Professor Bryan Tripp to Gulan: Robotics can ultimately fill a gap in brain-like AI
Professor Bryan Tripp, Professor at University of Waterloo, uses computational models to study how the brain processes information. He integrates neurobiological models and deep learning to study visuomotor processes. He is also interested in applying these models in challenging robotics tasks, to better understand how the brain deals with the complex physical world. Recent progress in his lab includes: The first deep-network architecture that is based quantitatively on a large cortical network (Tripp, 2019); the most comprehensive model of a higher cortical representation (Rezai et al., 2018); the largest dataset of human-demonstrated robotic grasps (Iyegar et al., 2018); the only robotic head that has movement capabilities on par with humans (including saccade velocity, stereo baseline, and range of motion) (Huber et al., 2018); and the first spiking neural network model of the planning of complex actions (Blouw et al., 2016). In a written interview He answered our questions like the following:
Gulan: In the next five to ten years, what new developments or trends in computational neuroscience should we keep an eye on?
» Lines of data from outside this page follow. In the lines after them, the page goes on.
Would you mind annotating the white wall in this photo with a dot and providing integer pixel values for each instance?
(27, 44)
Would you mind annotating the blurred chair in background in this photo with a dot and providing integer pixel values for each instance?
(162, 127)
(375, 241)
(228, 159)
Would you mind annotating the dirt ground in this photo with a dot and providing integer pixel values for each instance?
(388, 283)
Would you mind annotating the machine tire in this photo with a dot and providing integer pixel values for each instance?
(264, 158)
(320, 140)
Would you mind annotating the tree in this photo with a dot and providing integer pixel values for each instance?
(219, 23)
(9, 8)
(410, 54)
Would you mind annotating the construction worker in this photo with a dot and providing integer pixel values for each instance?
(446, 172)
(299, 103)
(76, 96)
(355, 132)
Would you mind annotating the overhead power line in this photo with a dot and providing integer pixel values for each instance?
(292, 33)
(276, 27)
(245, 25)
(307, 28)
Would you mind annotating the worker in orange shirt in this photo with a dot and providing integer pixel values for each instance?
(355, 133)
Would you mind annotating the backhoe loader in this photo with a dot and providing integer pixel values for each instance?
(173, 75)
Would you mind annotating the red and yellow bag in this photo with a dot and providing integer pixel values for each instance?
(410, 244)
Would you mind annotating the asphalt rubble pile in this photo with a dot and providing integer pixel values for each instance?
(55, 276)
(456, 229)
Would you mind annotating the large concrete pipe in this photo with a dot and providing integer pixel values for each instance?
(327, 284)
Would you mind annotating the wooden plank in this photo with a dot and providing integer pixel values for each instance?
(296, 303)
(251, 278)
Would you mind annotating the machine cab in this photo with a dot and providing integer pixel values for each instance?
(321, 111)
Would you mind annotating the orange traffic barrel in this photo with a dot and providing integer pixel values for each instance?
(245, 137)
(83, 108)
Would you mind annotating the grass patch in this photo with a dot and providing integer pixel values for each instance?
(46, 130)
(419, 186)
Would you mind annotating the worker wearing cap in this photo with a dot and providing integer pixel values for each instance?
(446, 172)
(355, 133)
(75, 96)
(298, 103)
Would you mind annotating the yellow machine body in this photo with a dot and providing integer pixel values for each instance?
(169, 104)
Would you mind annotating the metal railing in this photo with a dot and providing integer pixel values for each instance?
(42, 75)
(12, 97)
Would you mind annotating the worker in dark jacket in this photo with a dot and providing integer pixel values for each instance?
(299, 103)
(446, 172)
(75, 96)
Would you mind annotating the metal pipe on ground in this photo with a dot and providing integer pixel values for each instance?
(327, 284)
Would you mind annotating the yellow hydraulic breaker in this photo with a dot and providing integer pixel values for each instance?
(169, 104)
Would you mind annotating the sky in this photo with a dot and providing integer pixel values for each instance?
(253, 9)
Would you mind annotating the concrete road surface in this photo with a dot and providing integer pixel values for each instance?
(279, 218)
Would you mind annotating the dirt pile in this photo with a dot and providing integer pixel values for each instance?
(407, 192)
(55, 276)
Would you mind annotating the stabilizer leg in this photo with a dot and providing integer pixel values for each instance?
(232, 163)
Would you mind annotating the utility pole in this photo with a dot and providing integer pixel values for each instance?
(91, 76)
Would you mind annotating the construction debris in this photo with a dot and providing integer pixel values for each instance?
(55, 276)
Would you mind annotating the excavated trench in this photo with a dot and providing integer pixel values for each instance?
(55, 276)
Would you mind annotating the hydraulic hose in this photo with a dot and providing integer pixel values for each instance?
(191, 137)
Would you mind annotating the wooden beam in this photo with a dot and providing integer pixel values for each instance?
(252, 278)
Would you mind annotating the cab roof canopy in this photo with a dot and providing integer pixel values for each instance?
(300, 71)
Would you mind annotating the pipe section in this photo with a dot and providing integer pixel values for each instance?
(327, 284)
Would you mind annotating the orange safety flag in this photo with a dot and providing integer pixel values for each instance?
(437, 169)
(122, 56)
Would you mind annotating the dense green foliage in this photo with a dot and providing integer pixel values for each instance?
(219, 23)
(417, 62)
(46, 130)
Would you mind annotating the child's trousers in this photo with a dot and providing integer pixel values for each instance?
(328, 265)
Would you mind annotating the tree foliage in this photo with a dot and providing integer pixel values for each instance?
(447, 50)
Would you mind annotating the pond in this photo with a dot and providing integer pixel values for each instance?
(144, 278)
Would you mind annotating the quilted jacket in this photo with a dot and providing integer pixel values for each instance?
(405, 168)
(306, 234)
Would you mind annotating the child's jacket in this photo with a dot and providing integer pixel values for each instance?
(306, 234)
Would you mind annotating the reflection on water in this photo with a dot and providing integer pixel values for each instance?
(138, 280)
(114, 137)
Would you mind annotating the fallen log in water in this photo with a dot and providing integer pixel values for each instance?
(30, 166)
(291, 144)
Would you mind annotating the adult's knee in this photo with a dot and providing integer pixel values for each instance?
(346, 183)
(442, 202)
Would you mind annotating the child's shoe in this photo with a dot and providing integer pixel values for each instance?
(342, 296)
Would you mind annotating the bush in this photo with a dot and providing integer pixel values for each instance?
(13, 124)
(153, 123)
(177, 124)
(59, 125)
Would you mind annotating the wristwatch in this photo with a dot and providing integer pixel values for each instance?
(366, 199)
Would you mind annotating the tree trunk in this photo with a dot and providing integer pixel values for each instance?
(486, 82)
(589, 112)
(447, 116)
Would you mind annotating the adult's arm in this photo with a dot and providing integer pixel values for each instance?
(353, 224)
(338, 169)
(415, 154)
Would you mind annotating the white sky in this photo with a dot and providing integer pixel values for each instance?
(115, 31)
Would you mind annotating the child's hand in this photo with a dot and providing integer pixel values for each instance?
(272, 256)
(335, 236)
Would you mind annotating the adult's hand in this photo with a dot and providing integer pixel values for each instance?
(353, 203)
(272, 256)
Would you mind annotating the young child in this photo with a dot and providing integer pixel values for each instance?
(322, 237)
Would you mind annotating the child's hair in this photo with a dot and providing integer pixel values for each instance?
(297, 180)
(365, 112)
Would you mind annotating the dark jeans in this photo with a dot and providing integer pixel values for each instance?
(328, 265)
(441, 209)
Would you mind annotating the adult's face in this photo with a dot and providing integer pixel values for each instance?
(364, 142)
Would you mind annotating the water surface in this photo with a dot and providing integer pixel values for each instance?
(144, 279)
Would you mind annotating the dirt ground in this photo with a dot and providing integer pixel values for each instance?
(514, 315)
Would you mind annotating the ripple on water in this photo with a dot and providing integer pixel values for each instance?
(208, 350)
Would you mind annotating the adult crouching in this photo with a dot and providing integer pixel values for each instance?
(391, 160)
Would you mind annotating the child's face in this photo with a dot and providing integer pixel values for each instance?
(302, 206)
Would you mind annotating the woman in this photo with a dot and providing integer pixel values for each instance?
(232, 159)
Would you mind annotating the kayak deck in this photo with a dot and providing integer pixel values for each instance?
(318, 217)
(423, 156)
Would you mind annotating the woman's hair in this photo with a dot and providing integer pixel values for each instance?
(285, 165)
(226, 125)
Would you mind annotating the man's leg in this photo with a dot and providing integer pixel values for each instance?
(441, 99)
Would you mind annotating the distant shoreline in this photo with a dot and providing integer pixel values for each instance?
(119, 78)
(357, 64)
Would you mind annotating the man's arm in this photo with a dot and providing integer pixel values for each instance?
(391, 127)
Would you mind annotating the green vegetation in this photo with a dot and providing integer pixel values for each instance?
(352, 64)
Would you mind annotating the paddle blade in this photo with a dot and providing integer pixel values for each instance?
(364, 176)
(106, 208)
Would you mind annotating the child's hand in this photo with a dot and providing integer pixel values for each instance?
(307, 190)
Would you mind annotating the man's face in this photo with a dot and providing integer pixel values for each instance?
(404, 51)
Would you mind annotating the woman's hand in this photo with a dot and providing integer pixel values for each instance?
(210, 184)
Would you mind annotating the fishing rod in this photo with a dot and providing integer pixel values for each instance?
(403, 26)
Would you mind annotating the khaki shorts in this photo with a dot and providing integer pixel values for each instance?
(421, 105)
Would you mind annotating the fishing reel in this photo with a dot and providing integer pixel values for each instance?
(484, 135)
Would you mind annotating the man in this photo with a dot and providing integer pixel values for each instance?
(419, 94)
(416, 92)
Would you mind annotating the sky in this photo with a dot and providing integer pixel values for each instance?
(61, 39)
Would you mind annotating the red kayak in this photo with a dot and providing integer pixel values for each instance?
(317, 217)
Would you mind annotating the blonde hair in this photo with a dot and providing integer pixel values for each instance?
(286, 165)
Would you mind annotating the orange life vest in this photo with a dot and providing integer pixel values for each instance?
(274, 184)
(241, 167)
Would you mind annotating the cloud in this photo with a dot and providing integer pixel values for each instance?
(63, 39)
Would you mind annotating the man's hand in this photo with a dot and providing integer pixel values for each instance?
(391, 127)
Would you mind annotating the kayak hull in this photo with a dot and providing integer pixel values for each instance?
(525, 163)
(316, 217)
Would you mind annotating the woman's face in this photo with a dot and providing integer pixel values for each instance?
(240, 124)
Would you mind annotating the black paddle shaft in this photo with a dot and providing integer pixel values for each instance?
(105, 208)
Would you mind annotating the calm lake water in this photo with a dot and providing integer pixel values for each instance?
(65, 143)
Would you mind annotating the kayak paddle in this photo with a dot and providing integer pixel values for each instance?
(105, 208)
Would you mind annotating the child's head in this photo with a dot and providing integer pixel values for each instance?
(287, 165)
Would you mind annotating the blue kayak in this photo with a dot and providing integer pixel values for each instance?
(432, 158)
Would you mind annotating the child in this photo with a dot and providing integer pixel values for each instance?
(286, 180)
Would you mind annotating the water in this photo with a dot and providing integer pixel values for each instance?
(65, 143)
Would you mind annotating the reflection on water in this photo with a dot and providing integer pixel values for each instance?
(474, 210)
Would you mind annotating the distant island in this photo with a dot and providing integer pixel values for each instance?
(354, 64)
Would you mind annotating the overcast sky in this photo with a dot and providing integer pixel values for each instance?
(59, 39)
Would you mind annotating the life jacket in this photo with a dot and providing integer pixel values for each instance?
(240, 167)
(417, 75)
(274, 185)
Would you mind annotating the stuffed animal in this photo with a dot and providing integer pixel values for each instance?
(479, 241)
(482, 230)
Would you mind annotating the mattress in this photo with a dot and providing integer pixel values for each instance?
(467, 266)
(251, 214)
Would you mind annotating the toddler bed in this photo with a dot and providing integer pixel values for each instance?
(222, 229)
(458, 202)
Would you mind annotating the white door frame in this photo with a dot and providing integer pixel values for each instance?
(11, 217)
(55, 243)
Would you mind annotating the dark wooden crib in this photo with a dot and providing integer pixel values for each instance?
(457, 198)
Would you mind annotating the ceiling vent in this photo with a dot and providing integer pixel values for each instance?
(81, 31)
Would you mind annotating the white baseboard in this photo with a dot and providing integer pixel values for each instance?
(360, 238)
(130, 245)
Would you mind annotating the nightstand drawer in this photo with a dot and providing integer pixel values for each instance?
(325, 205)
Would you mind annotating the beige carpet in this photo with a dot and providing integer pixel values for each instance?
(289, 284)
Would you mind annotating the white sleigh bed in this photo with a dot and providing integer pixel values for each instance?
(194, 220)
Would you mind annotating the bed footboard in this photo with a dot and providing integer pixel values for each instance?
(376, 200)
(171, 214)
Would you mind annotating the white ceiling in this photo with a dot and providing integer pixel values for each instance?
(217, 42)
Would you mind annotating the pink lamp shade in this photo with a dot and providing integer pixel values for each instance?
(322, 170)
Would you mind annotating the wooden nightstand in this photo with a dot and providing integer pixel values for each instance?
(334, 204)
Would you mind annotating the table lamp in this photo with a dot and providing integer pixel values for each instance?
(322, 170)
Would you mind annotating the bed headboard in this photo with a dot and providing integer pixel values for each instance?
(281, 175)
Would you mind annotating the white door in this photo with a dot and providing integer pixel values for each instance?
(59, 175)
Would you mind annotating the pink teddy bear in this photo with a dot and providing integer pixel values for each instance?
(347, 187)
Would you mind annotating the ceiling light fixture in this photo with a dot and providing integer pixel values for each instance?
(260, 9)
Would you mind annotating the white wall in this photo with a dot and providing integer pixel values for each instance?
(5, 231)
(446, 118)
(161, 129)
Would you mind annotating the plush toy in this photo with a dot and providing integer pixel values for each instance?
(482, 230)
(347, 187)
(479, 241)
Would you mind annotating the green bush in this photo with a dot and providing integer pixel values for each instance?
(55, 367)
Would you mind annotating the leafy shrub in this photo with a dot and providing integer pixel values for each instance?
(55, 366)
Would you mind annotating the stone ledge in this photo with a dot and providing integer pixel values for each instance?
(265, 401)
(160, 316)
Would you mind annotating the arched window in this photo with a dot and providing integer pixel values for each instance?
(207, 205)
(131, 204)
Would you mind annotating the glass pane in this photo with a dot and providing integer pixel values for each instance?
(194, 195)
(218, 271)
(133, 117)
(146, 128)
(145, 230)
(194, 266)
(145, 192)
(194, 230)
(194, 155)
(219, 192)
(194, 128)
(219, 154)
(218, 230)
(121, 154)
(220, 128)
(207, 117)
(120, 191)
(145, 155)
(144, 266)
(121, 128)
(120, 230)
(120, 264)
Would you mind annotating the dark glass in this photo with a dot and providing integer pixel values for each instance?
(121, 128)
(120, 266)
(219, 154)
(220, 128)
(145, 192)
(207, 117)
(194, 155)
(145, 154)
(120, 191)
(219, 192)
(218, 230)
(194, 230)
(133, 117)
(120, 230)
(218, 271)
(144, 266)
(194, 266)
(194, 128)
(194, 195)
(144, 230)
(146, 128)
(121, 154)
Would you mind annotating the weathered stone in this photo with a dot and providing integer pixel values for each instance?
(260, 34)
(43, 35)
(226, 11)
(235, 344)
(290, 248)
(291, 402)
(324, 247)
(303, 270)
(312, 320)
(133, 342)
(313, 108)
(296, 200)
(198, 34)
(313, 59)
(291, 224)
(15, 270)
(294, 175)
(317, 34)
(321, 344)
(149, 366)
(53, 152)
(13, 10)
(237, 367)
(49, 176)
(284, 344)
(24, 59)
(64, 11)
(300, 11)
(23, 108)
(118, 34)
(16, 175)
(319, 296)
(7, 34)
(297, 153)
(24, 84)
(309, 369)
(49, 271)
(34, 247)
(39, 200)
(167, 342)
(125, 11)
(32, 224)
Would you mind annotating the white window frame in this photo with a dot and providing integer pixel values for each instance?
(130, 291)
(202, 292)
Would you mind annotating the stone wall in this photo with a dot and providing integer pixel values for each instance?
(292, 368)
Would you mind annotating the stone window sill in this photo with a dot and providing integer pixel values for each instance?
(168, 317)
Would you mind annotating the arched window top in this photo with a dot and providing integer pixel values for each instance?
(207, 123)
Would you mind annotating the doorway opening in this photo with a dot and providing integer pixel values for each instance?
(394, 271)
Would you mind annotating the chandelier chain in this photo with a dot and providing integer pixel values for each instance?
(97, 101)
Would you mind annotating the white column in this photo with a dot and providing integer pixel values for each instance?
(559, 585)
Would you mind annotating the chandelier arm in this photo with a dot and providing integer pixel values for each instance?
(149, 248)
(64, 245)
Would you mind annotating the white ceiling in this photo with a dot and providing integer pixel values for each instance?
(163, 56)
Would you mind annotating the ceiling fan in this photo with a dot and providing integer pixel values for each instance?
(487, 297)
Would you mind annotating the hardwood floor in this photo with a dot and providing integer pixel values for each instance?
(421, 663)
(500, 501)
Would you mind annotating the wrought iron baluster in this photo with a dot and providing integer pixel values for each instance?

Professor Bryan Tripp: Much of computational neuroscience in the past has focused on accounting for clusters of related low-level phenomena. I think the field will get better at developing larger models that incorporate diverse data and perform complex functions.
Gulan: What connections exist between robotics, AI, and computational neuroscience?
Professor Bryan Tripp: There are lots of connections. Robotics uses AI methods. Robotics can ultimately fill a gap in brain-like AI, giving artificial systems a perspective associated with a specific group of sensors. Computational neuroscience also uses AI methods. A lot of the key ideas in AI (reinforcement, neural networks, hierarchies of abstraction, attention) are drawn from the brain and have often started out with people trying to model the brain (i.e. doing computational neuroscience).
Gulan: How does computational neuroscience relate to psychology or cognitive science?
Professor Bryan Tripp: Computational models are used especially in cognitive science. Some cognitive models have less physiological grounding than one expects in computational neuroscience, but there is a continuum, and some models could be considered part of both fields.
Gulan: What dangers come with using these models in surveillance or military technologies?
Professor Bryan Tripp: I don't think there is much additional danger from computational neuroscience beyond the dangers posed by AI. I hope that if future AI models draw more from neuroscience then we may be less surprised by their behaviour, but I am not sure.
Gulan: Does the use of models that replicate the functioning of the brain raise ethical questions?
Professor Bryan Tripp: At some point it might. There may be a difficult period in the future when we are able to simulate the brain well enough that the simulation has rich subjective experience, but not well enough that we know how to make this experience positive or meaningful.
Gulan: Do you believe that a full "digital twin" of the human brain will ever be available?
Professor Bryan Tripp: We are very far from this. I don't know of a fundamental barrier, but it isn't clear at this time how to collect detailed enough information from a living brain to replicate its function in detail. At best one might try to fit parameters to all available data or wait until the brain is dead to slice it thinly and collect detailed connection information. However, this is all quite far away.